I started to learn R/RStudio and run into a dead end with nested ANOVA. With an example dataset provided for a textbook (3 columns, 24 lines: soil type clay/sandy, pot 1-8, seedweight 3 times) I run the analysis to get the described outcome.
chap11
# A tibble: 24 × 3
Soil Pot Seedweight
<chr> <chr> <dbl>
1 sandy pot1 6.15
2 sandy pot1 6.87
3 sandy pot1 6.23
4 sandy pot2 5.46
5 sandy pot2 5.9
6 sandy pot2 5.31
7 sandy pot3 6.85
8 sandy pot3 6.99
9 sandy pot3 6.05
10 sandy pot4 5.34
# … with 14 more rows
# ℹ Use `print(n = ...)` to see more rows
summary(aov(Seedweight ~ Soil + Error(Pot), data = chap11)
Error: Pot
Df Sum Sq Mean Sq F value Pr(>F)
Soil 1 11.371 11.371 8.993 0.024 *
Residuals 6 7.587 1.264
---
Signif. codes: 0 ‘***’ 0.001 ‘**’ 0.01 ‘*’ 0.05 ‘.’ 0.1 ‘ ’ 1
Error: Within
Df Sum Sq Mean Sq F value Pr(>F)
Residuals 16 2.826 0.1766
The outcome is identical to the one described in the textbook.
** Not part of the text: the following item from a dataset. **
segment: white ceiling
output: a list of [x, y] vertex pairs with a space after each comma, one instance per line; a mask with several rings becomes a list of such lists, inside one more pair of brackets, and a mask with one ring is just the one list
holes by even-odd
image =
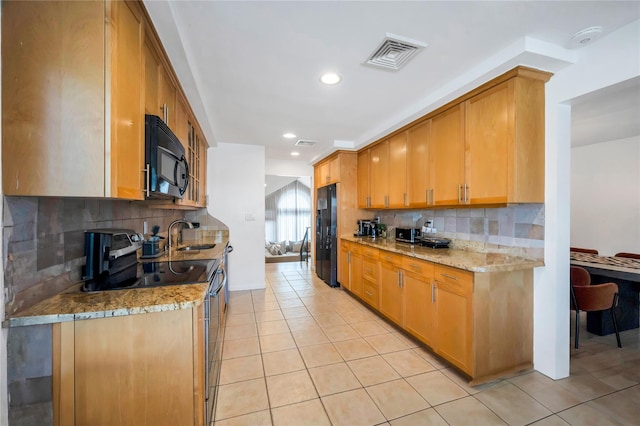
[[[517, 64], [557, 71], [577, 60], [568, 48], [572, 34], [598, 25], [606, 37], [640, 18], [638, 1], [145, 5], [210, 144], [264, 145], [267, 158], [294, 159], [293, 142], [282, 137], [293, 132], [317, 141], [298, 149], [297, 159], [310, 163], [336, 148], [364, 146]], [[364, 66], [387, 33], [428, 47], [400, 71]], [[326, 71], [339, 73], [342, 82], [321, 84]], [[593, 143], [584, 141], [613, 123], [612, 108], [603, 114], [594, 104], [613, 99], [615, 109], [637, 107], [635, 98], [620, 101], [638, 93], [637, 81], [630, 87], [576, 103], [575, 120], [586, 123], [580, 143]], [[598, 120], [581, 114], [607, 120], [595, 125]], [[595, 127], [587, 131], [587, 124]]]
Now I took that as a template for my own data: 6 cell types (Bunky, i. e. soil type), 3 biological replicates (Opakovani, i. e. Pots; HOWEVER, while Pots are labeled as Pot1-Pot8, in my case I used Op1-Op3 for each cell type [cell_type1:rep1-rep3; cell_type2:rep1-rep3 etc.]), 10,000 measurements each replicate (ROS, i e. seedweight); in total, I have 3 columns and 180,000 lines.
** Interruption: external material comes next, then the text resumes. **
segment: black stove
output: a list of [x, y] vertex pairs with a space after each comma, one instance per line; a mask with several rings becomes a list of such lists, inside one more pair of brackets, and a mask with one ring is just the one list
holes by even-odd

Q: Would the repeated labelling (Rep1-Rep2-Rep3; Rep1-Rep2-Rep3; ...) lead to problems further down the text?
With these data I get this result.
vysledek <- aov(ROS ~ Bunky + Error(Opakovani), data = reactive_ox_sp)
> vysledek
Call:
aov(formula = ROS ~ Bunky + Error(Opakovani), data = reactive_ox_sp)
Grand Mean: 11957.78
Stratum 1: Opakovani
Terms:
Residuals
Sum of Squares 144768444519
Deg. of Freedom 2
Residual standard error: 269043.2
Stratum 2: Within
Terms:
Bunky Residuals
Sum of Squares 2.314279e+11 8.642780e+12
Deg. of Freedom 5 179992
Residual standard error: 6929.472
Estimated effects may be unbalanced
> summary(vysledek)
Error: Opakovani
Df Sum Sq Mean Sq F value Pr(>F)
Residuals 2 1.448e+11 7.238e+10
Error: Within
Df Sum Sq Mean Sq F value Pr(>F)
Bunky 5 2.314e+11 4.629e+10 963.9 <2e-16 ***
Residuals 179992 8.643e+12 4.802e+07
---
Signif. codes: 0 ‘***’ 0.001 ‘**’ 0.01 ‘*’ 0.05 ‘.’ 0.1 ‘ ’ 1
Q1: Why is there not anything about the factor Bunky on the first line? Why are there only Residuals mentioned and not any F-test and P-value?
Q2: DFs puzzles me. They look like n-1 (cell types [Bunky] 6-1, biological replikates [Opakovani] 3-1)...
Moreover, if I quit RStudio and run it again, from time to time I get results like this:
Error: fopakovani
Df Sum Sq Mean Sq F value Pr(>F)
fbunky 1 2.064e+10 2.064e+10 0.166 0.754
Residuals 1 1.242e+11 1.242e+11
Error: Within
Df Sum Sq Mean Sq F value Pr(>F)
fbunky 5 2.315e+11 4.630e+10 964.4 <2e-16 ***
Residuals 179989 8.642e+12 4.801e+07
This time the DF = 1 looks like there is problem with the factor Bunky - like for some reason there are only two groups instead of 6...? I tried to scale down the data taking only 1,000 observations instead of 10,000 and resulted in a new "error" message: 3 out of 5 effects not estimable. Now this would explain DF = 1.
Q3: Could this happen even with 10,000 obsevations but for some reason is not reported?
PS: Later on, I calculated the nested ANOVA with lmer. However, the mystery of aov() not "working" remains...
Edit: I revised the example data...and find a mistake in number of pots. Edited the text accordingly.
Edit2: Found one more difference in data labeling (Pots1 to 8 vs. six times Replicate1 to 3). Edited the text accordingly.